Warum aber? Ein EJB Modul ist doch angebunden.

Wenn ich auf das Lib verzichte, und Remote-Interface-Klassen ins EJB-Projekt übertrage, funktioniert alles wunderbar. Ich kann aber leider auf die Lib nicht verzichten, denn über über gleiche Remote-Schnittstelle mehrere EJBs ansprechen möchte. Was mache ich falsch.

Danke im Voraus.


----------



## misterxx (28. Mrz 2011)

Habe MB in dem Web-Projekt gelöscht und neu angelegt. Danach ging es.


----------



## brauner1990 (28. Mrz 2011)

misterxx hat gesagt.:


> Habe MB in dem Web-Projekt gelöscht und neu angelegt.

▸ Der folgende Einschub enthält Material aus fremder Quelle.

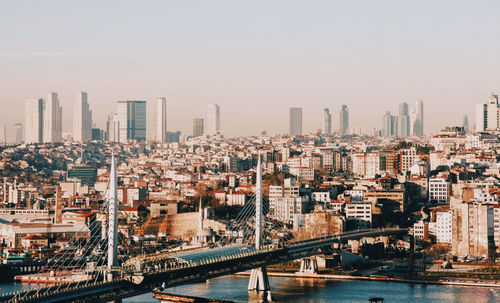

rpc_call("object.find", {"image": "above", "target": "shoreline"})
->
[235,271,500,288]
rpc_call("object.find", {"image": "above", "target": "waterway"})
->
[0,276,500,303]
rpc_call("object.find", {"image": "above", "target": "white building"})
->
[73,92,92,142]
[206,103,220,134]
[476,93,499,132]
[436,210,453,244]
[106,113,120,142]
[153,97,167,142]
[24,99,43,144]
[269,196,308,223]
[429,178,450,202]
[322,108,332,135]
[413,220,429,239]
[401,147,417,173]
[43,93,62,143]
[345,202,372,228]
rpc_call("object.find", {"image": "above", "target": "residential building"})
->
[436,210,453,244]
[429,177,451,203]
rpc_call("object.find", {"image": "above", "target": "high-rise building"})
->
[322,108,332,135]
[397,102,410,137]
[339,105,349,135]
[381,111,396,137]
[0,123,7,144]
[24,99,44,144]
[73,92,92,142]
[193,118,203,137]
[476,93,500,132]
[13,123,23,143]
[289,107,302,136]
[153,98,167,142]
[462,115,469,132]
[105,113,120,142]
[206,103,220,134]
[43,93,62,143]
[410,100,424,136]
[117,101,146,143]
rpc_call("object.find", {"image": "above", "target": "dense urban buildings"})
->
[288,107,302,136]
[116,101,146,143]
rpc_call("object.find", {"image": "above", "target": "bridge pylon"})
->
[248,153,271,301]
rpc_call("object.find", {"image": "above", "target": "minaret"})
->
[3,177,7,203]
[108,154,118,269]
[55,186,62,224]
[248,153,271,301]
[198,195,203,235]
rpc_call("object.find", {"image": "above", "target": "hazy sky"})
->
[0,0,500,136]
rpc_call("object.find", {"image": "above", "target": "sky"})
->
[0,0,500,137]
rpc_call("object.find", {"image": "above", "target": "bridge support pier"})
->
[248,267,271,301]
[298,258,318,274]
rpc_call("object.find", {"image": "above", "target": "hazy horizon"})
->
[0,1,500,137]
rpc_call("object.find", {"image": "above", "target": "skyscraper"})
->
[193,118,203,137]
[13,123,23,143]
[289,107,302,136]
[0,123,7,145]
[24,99,44,144]
[42,93,62,143]
[462,115,469,132]
[105,113,120,142]
[411,100,424,136]
[397,102,410,137]
[206,103,220,134]
[339,105,349,135]
[476,93,500,132]
[153,98,167,142]
[381,111,396,137]
[117,101,146,143]
[322,108,332,135]
[73,92,92,142]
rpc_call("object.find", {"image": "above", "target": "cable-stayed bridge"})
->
[0,158,407,303]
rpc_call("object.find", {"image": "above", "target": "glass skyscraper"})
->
[289,107,302,136]
[117,101,146,142]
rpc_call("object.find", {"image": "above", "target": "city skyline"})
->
[0,1,500,136]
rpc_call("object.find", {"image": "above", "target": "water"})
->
[124,276,500,303]
[0,276,500,303]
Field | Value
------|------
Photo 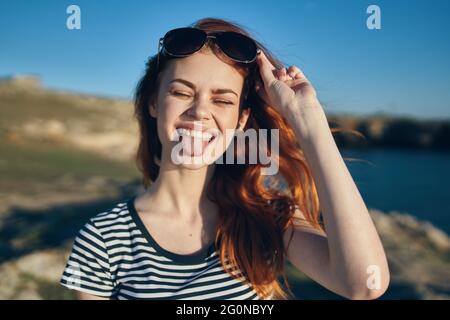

Danach ging es.



Also ich freue mich natürlich für dich das es nun funktioniert, aber für micht stellt sich gerade die Frage was ist MB? Ich habe versucht den Fehler zu verstehen, aber hätte nun auf eine fehlende Lib getippt.


----------



## misterxx (28. Mrz 2011)

brauner1990 hat gesagt.:


> Also ich freue mich natürlich für dich das es nun funktioniert, aber für micht stellt sich gerade die Frage was ist MB? Ich habe versucht den Fehler zu verstehen, aber hätte nun auf eine fehlende Lib getippt.



Danke für die Nachfrage. Sorry, mit MB meinte ich ein Managed Bean.


----------



## brauner1990 (28. Mrz 2011)

Danke für das Weiterhelfen, hab echt aufn riesen schlauch gestanden wie es scheint...weil nun ist es total offensichtlich


----------